1. Total integration – O2
O2 is a brand I've posted on several times, as a great example of creating an impactful and consistently executed brand world. Neil brings some new data to the table, stating that 80% of O2's investment was on sales-driving activity. At the same time, these campaigns did a great job of creating a brand with the strongest brand image across the range of key image attributes. Part of this success was focusing not on bland image advertising, but rather on promoting service propositions such as Bolt-Ons and Pay & Go in an integrated, coherent fashion. And boy did it work. Neil quotes a short-term payback of 6 to 1. In other words, £6 of extra revenue for every £1 of advertising. That's what I call SMS 🙂
2. Brand idea – Sainsbury's
I like the second example, Sainsbury's "Try something new today" (TSNT) campaign, as its about a big brand idea, not just a consistent brand image. The TSNT campaign, starring young cheery chappy chef Jamie Oliver, was based on SMS principles. Sainsbury's saw that getting each shopper to spend only £1 more per trip could generate £2.5 billion in extra sales. TSNT was designed to "interupt ingrained shopper baheviour and drive incremental purchase", says Neil. The idea was driven through not only advertising, but also store design, merchandising and promotion of powerful propositions, such as "Feed Your Family for a Fiver" and the "Taste the Difference" premium range.
Again, Neil has some killer data. The total effects of the campaign were £1.9billion in incremental sales. And somehow he has done some clever modelling to show that the TSNT idea itself contributed £550million of this.
3. Creating a cult – 118 118
Neil's final example is 118 118, the directory enquiry service (where you call to get a phone number). Originally there was only one number, 192, owned by BT. When the market was deregulated, a load of different services with different numbers came out. The success of 118 118 actually started with the product sausage, which in this case was the number itself. The brand owners boldy used £2million of their marketing budget to get this highly memorable number. They also started advertising several months before the number went live to build awareness and pent-up demand.
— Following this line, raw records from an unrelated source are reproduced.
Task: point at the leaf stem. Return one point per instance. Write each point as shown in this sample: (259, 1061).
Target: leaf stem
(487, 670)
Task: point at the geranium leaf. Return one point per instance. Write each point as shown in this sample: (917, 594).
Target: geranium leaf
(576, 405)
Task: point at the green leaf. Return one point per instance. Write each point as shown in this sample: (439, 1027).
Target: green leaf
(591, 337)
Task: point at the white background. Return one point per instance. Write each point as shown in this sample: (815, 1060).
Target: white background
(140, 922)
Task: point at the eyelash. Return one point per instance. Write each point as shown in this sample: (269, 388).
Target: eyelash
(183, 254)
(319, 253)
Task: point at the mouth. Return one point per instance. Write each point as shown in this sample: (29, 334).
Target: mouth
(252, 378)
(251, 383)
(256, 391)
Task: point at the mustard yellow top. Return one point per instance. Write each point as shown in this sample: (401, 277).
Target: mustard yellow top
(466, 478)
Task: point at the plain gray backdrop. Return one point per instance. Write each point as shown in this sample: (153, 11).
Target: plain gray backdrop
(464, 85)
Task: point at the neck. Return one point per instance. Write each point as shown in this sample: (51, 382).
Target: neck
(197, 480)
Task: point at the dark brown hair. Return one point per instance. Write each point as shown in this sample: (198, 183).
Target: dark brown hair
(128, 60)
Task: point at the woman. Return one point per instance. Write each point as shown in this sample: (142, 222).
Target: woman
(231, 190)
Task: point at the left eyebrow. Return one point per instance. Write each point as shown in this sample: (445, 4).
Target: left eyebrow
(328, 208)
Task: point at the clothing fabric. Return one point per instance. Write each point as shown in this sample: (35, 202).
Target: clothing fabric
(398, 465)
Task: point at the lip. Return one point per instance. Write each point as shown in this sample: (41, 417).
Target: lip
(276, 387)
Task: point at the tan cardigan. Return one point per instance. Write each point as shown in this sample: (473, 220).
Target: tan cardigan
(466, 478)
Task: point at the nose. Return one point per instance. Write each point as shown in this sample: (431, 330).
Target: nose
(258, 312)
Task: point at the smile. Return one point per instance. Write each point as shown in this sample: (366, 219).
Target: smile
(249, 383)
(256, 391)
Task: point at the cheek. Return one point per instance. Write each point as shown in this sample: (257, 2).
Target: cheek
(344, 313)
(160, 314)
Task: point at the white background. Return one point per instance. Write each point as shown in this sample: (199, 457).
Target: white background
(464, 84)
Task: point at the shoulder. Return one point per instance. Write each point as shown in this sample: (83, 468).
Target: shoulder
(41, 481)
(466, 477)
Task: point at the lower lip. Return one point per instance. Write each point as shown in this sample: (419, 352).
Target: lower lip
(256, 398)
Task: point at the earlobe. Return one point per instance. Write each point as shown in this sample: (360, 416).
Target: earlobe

The next bit of genius was creating two moustached runners, each wearing the number 118 on their retro running vests. This incredibly powerful brand property created stand-out, memorability and invaluable buzz. And talk about brand response: 17 million calls were driven. The runners got incredible PR coverage, being used by the press whenever they tallked about deregulation. The campaign helped 118 118 become the brand leader with a 44% share, versus 34% for BT who before had a monopoly on the market.
In conclusion, we now have some powerful data to back up our belief that building the brand and building the business are one job, not two. In the words of Larry Light, ex-CMO of McDonald's, "all marketing should be sales promotion. If not, why the hell are you doing it?!"